Just my two-cents, but I couldn't sleep last night speaking of this ?

Before thinking about whether the BF1's engine could work upside down, we should wonder about the downforce produced.
I don't know the exact amount of downforce produced, but I've heard readind those pages that at 161 mph, the BF1 can produce enough downforce to equal.
So basically, when driving on the roof at 161 mph, the downforce created will be equal to the weight, with the force going upwards. The only problem is that is the downforce equals, the sum of the forces exerted on the BF1 will be equal to zero (value of weight + value of downforce -which is negative- = 0).

This won't make the BF1 able to stand on the roof, because if the weight is zero, the force exerted on the tires will be equal to zero, as if the tires had nothing on them to keep them stick to the ground (even they will be weightless). Which means that at 161 mph, the tires won't have enough grip to keep pushing the car forward, so the speed will reduce drastically (because of the excessive air resistance needed to create the downforce).
The result will be the car falling down on the ground, upside-down, resulting in the death of the driver, and the loss of a 20 million car... (omfg)

So, the car, in order to stay on the ground would need at least to create as much downforce as two times his weight (to make the tires have a grip on the ceiling). And in order to be driven like normally on the ground, they would need to create downforce equals to three times its weight.

How to do this ? Two options : Speed, or more wing angle.
In both case, a more powerful engine is needed. It seems obvious for the first option. For the second, more wing will create more air resistance, so a more powerful engine is needed to give the same performance with an increased air resistance.

OR, third option : getting Alonso, Hamilton, Massa and Kubica drive steady at 140, 150, 160 and 170 mph in the tunnel so that the driver of that BF1 will take their slipstream so counteract the air resistance and accelerate faster :P

Quote from Zen321 :

So basically, when driving on the roof at 161 mph, the downforce created will be equal to the weight, with the force going upwards. The only problem is that is the downforce equals, the sum of the forces exerted on the BF1 will be equal to zero (value of weight + value of downforce -which is negative- = 0).

This won't make the BF1 able to stand on the roof, because if the weight is zero, the force exerted on the tires will be equal to zero, as if the tires had nothing on them to keep them stick to the ground (even they will be weightless). Which means that at 161 mph, the tires won't have enough grip to keep pushing the car forward, so the speed will reduce drastically (because of the excessive air resistance needed to create the downforce).
The result will be the car falling down on the ground, upside-down, resulting in the death of the driver, and the loss of a 20 million car... (omfg)

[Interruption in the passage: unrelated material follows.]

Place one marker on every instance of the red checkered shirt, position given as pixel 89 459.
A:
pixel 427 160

So, the car, in order to stay on the ground would need at least to create as much downforce as two times his weight (to make the tires have a grip on the ceiling). And in order to be driven like normally on the ground, they would need to create downforce equals to three times its weight.

How to do this ? Two options : Speed, or more wing angle.
In both case, a more powerful engine is needed. It seems obvious for the first option. For the second, more wing will create more air resistance, so a more powerful engine is needed to give the same performance with an increased air resistance.

OR, third option : getting Alonso, Hamilton, Massa and Kubica drive steady at 140, 150, 160 and 170 mph in the tunnel so that the driver of that BF1 will take their slipstream so counteract the air resistance and accelerate faster :P

A f1 car at 125 km\h (in mid wing angles) creates its own weight in downforce; but at 190 km\h, it create 2 times it weight in downforce. So imagine at 330 km\h??

It was the gumpert http://www.youtube.com/watch?v=6oFNDYW8ltc

I'm rather intrigued by this subject, although wouldn't the tunnel have to be completely circular?